A for Andromeda
Mar. 27th, 2006 10:29 pm![[personal profile]](https://www.dreamwidth.org/img/silk/identity/user.png)
Given that the 1961 original was lost in one of the great BBC tape purges of the 1970s (to make way for Match of the Day, no doubt), it's unsurprising that I've never seen A for Andromeda. Rather more embarrassingly, I've not read any of Fred Hoyle's novels.
ias and I watched the live remake of The Quatermass Experiment that BBC Four showed last year; I enjoyed it, but I didn't think that the plot had dated especially well, and the pacing required of a live production with outside broadcasts felt artificial. I've just seen BBC Four's remake of A for Andromeda, and I have to say that I was really rather impressed. Good dialogue, and an intelligent script - what more could one want? The closing quotation by Carl Sagan was a deft, if slightly in-jokey touch, considering the considerable conceptual debt that Contact (written 1985) owes to A for Andromeda. I shan't deign to comment on the similarities between AFA and the execrable Species.
In other news, I'm back from Sofia, and will possibly write something about that tomorrow.
no subject
Date: 2006-03-28 09:37 am (UTC)I think an interesting twist would be for the research team to upgrade themselves to the point where they were equal then surpassed Andromeda. At this point they can start to contact the mystery messengers.

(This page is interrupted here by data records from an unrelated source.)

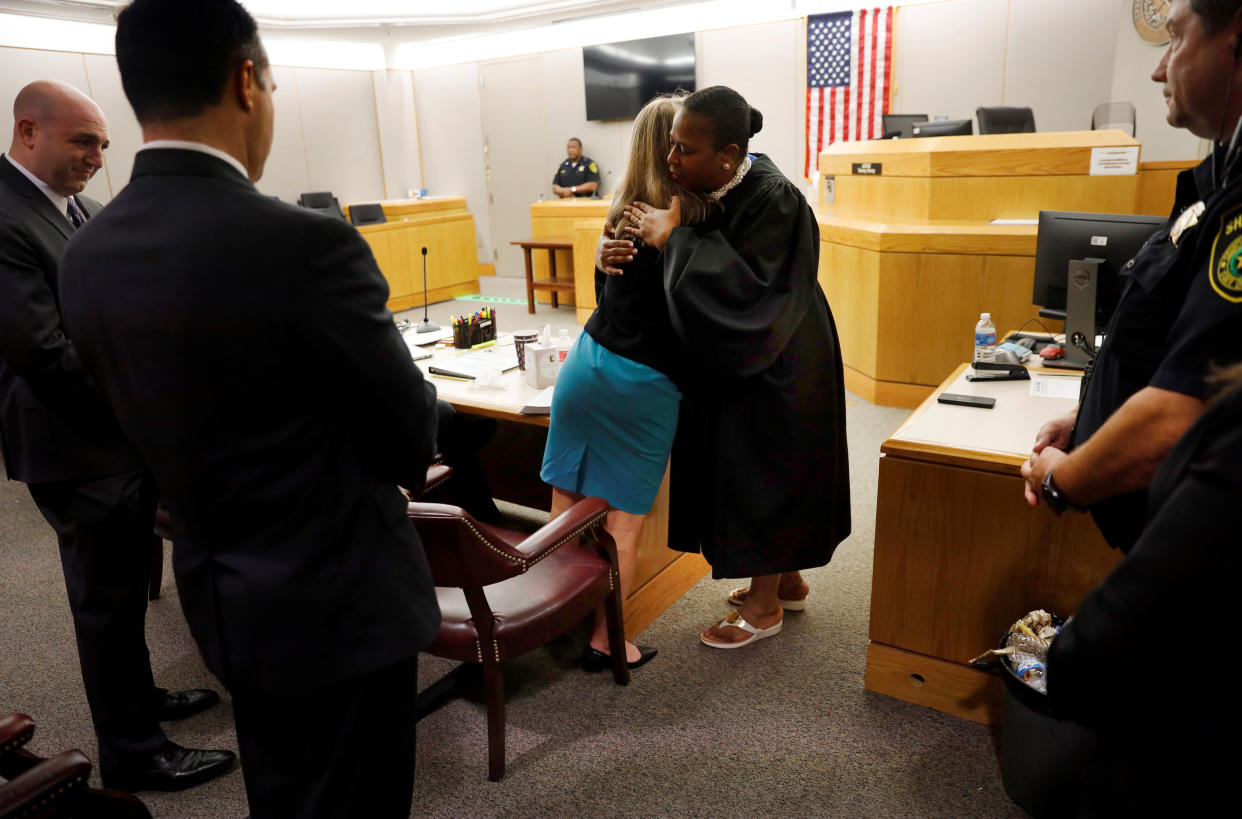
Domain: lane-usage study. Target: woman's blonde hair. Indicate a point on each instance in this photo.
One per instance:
(646, 175)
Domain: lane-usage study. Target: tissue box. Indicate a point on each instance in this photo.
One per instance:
(543, 366)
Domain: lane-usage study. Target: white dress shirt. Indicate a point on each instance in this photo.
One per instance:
(58, 203)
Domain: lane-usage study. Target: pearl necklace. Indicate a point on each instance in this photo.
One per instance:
(733, 183)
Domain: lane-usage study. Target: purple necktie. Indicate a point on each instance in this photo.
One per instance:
(75, 213)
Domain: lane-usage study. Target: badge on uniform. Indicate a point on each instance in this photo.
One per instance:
(1226, 267)
(1189, 219)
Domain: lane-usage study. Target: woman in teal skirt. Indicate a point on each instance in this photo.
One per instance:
(614, 413)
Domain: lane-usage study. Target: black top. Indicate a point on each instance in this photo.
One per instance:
(760, 475)
(247, 351)
(1179, 315)
(632, 320)
(575, 173)
(1146, 659)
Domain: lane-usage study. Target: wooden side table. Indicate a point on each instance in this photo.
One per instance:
(552, 283)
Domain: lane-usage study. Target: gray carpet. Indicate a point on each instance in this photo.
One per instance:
(779, 728)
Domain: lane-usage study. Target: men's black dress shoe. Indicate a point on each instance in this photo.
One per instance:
(179, 705)
(594, 660)
(170, 768)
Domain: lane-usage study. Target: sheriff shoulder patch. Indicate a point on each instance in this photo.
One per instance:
(1226, 267)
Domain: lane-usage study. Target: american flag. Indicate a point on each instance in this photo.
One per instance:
(848, 75)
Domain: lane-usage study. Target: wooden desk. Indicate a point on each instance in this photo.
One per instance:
(908, 259)
(445, 228)
(663, 574)
(959, 554)
(554, 219)
(550, 283)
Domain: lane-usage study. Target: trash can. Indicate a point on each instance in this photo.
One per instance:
(1042, 757)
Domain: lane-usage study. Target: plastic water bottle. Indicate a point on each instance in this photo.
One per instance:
(985, 339)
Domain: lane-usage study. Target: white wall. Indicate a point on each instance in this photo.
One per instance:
(21, 66)
(1134, 61)
(766, 65)
(451, 142)
(950, 57)
(1060, 60)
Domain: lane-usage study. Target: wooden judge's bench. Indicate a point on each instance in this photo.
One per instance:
(908, 259)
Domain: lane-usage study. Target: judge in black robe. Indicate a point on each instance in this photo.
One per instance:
(759, 477)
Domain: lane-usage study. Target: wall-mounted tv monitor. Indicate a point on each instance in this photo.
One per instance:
(621, 77)
(1068, 235)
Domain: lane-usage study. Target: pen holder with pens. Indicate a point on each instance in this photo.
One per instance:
(475, 329)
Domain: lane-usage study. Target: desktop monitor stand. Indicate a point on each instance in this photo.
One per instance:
(1081, 290)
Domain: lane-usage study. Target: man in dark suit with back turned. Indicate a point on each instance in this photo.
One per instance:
(62, 441)
(247, 351)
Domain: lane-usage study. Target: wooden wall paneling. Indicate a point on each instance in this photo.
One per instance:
(959, 556)
(883, 198)
(930, 302)
(1158, 187)
(586, 236)
(850, 279)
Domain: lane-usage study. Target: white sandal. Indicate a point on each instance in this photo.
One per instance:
(743, 590)
(734, 619)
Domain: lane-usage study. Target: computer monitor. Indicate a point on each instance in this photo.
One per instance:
(901, 126)
(944, 128)
(323, 201)
(367, 214)
(1079, 269)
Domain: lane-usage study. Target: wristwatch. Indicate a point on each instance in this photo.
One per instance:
(1055, 498)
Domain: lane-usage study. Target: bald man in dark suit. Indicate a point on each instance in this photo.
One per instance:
(60, 438)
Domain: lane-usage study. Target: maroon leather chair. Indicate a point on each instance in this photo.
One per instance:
(503, 593)
(40, 788)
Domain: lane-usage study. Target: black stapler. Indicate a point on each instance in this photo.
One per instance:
(992, 372)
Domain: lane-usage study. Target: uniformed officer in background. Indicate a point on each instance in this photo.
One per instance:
(1180, 313)
(578, 175)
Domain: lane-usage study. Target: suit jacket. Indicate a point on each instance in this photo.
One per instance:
(249, 353)
(54, 425)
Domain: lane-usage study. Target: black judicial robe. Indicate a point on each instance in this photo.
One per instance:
(1148, 658)
(760, 480)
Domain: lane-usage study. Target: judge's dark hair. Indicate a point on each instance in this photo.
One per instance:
(733, 119)
(175, 59)
(1216, 13)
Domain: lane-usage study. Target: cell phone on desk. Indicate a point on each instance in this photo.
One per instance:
(981, 402)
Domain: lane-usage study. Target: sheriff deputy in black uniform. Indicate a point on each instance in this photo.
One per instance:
(1180, 313)
(578, 175)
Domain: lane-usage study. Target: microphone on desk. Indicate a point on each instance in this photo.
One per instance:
(426, 326)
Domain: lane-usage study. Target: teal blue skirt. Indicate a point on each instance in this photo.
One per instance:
(611, 428)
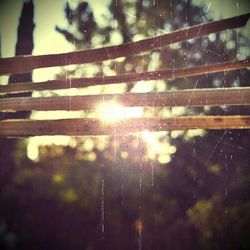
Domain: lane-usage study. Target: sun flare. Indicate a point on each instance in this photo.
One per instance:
(113, 111)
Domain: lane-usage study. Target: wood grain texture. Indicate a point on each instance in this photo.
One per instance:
(23, 64)
(81, 127)
(189, 98)
(126, 78)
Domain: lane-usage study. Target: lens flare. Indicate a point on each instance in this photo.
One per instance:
(113, 111)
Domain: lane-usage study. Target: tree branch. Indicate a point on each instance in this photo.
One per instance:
(27, 63)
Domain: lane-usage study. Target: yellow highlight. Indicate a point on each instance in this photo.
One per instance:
(113, 111)
(58, 178)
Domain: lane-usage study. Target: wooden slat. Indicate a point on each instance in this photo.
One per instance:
(78, 127)
(190, 97)
(23, 64)
(126, 78)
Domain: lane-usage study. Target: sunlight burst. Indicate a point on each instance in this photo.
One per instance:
(113, 111)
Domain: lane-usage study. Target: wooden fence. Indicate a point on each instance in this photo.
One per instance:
(239, 96)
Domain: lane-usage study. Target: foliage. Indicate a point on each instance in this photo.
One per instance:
(198, 200)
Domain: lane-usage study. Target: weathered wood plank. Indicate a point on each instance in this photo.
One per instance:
(81, 127)
(126, 78)
(190, 98)
(23, 64)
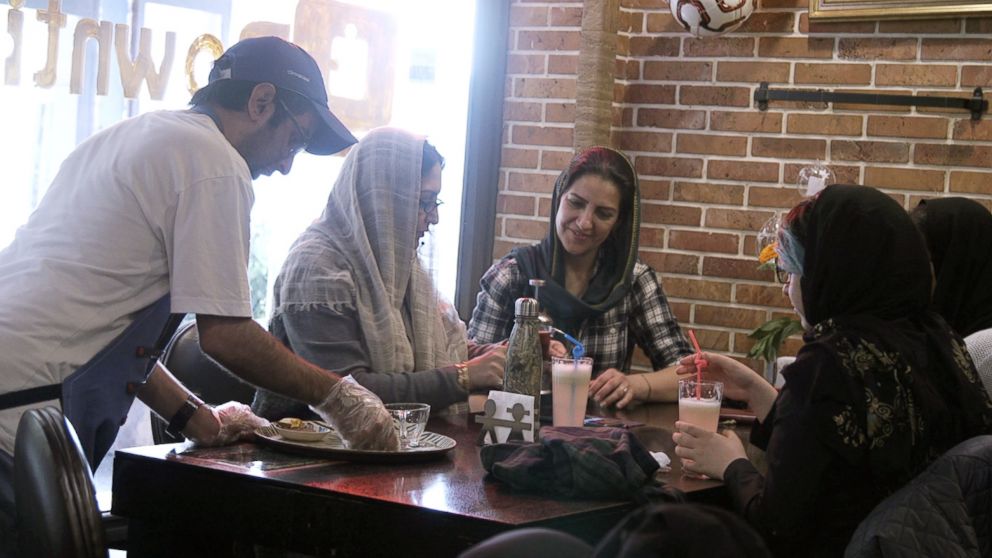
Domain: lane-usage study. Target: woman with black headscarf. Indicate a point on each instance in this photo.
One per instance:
(881, 387)
(959, 235)
(595, 287)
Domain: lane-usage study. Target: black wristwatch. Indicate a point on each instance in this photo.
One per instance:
(179, 420)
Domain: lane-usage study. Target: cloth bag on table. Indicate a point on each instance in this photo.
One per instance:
(576, 462)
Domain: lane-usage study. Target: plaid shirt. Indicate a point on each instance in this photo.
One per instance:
(642, 317)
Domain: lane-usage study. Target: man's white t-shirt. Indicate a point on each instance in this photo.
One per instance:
(154, 205)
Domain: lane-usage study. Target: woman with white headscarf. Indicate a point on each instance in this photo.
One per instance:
(353, 297)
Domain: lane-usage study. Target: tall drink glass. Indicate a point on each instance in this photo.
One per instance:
(570, 390)
(699, 405)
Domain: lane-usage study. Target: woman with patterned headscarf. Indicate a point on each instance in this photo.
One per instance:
(959, 235)
(881, 388)
(352, 295)
(595, 287)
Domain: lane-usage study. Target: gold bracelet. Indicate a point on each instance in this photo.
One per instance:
(462, 375)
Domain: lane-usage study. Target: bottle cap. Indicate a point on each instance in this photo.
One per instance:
(526, 308)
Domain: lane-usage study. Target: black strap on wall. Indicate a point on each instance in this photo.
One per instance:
(976, 104)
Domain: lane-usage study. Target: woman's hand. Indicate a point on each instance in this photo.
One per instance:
(704, 452)
(486, 371)
(613, 387)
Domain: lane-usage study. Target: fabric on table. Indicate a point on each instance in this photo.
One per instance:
(575, 462)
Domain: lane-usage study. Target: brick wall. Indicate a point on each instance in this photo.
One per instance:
(713, 167)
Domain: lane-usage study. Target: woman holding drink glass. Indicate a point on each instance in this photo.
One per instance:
(595, 288)
(881, 388)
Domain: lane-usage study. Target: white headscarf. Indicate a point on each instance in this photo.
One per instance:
(361, 255)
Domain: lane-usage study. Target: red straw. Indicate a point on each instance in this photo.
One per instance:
(699, 363)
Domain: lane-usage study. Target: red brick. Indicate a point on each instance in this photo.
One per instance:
(548, 40)
(921, 26)
(651, 142)
(713, 47)
(667, 262)
(762, 295)
(905, 179)
(769, 22)
(703, 242)
(749, 171)
(535, 135)
(669, 166)
(976, 76)
(729, 317)
(971, 48)
(663, 23)
(963, 182)
(953, 155)
(715, 95)
(783, 197)
(677, 70)
(795, 47)
(825, 124)
(916, 74)
(746, 121)
(517, 110)
(870, 151)
(654, 46)
(850, 74)
(753, 72)
(976, 130)
(788, 148)
(528, 16)
(526, 63)
(644, 93)
(736, 219)
(671, 118)
(545, 88)
(711, 145)
(519, 158)
(565, 17)
(876, 49)
(565, 64)
(698, 289)
(517, 205)
(671, 214)
(908, 127)
(724, 194)
(531, 182)
(559, 112)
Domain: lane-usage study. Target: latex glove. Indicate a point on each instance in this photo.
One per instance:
(236, 421)
(359, 417)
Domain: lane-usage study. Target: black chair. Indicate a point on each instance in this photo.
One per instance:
(945, 511)
(202, 375)
(57, 513)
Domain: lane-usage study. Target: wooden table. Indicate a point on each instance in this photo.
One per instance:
(224, 501)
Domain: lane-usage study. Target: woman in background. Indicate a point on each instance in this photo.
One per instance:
(353, 297)
(595, 287)
(881, 388)
(959, 235)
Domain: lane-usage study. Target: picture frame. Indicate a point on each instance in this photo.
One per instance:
(860, 10)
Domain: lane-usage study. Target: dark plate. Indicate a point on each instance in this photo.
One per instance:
(432, 446)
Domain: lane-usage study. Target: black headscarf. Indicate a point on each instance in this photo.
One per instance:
(907, 389)
(617, 255)
(958, 232)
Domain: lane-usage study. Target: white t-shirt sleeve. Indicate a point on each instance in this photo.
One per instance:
(209, 252)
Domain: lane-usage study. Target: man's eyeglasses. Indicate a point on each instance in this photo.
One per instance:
(430, 206)
(304, 137)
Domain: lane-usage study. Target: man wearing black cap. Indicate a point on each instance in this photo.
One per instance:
(151, 217)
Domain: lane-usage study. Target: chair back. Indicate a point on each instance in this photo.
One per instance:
(202, 375)
(945, 511)
(57, 514)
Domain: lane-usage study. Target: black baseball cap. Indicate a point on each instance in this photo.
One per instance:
(287, 66)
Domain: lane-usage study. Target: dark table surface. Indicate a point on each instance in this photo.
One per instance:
(238, 499)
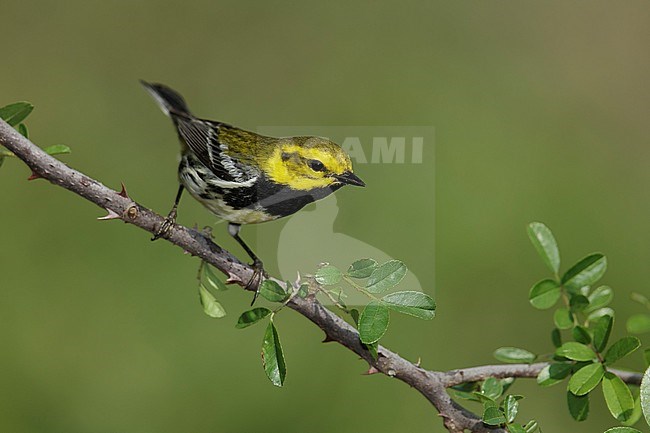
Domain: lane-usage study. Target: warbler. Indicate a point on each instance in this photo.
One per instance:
(247, 178)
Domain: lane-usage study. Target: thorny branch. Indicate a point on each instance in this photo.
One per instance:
(431, 384)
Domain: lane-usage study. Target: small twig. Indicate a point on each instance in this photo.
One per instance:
(431, 384)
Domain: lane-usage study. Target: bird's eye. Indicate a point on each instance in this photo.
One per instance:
(316, 165)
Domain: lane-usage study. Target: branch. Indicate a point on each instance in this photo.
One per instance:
(475, 374)
(431, 384)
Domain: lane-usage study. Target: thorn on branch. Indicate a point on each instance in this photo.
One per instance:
(132, 211)
(123, 192)
(372, 370)
(110, 216)
(34, 176)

Life can react to an environment by changing it or adapting to it. The play focused on biogenetics, rejecting this nascent tech was conventional, embracing it would have been more dramatically satisfying.
no subject
Date: 2006-03-28 10:04 am (UTC)The case should be made for the adaptation of more recent British SF for a BBC Four audience; keep retreading old plots, and you're in danger of making highbrow SF look more like period drama. I think that the Langford Blit stories could be suitably adapted, being thoughtful and not overly reliant on special effects, as might Charlie Stross's Laundry stories.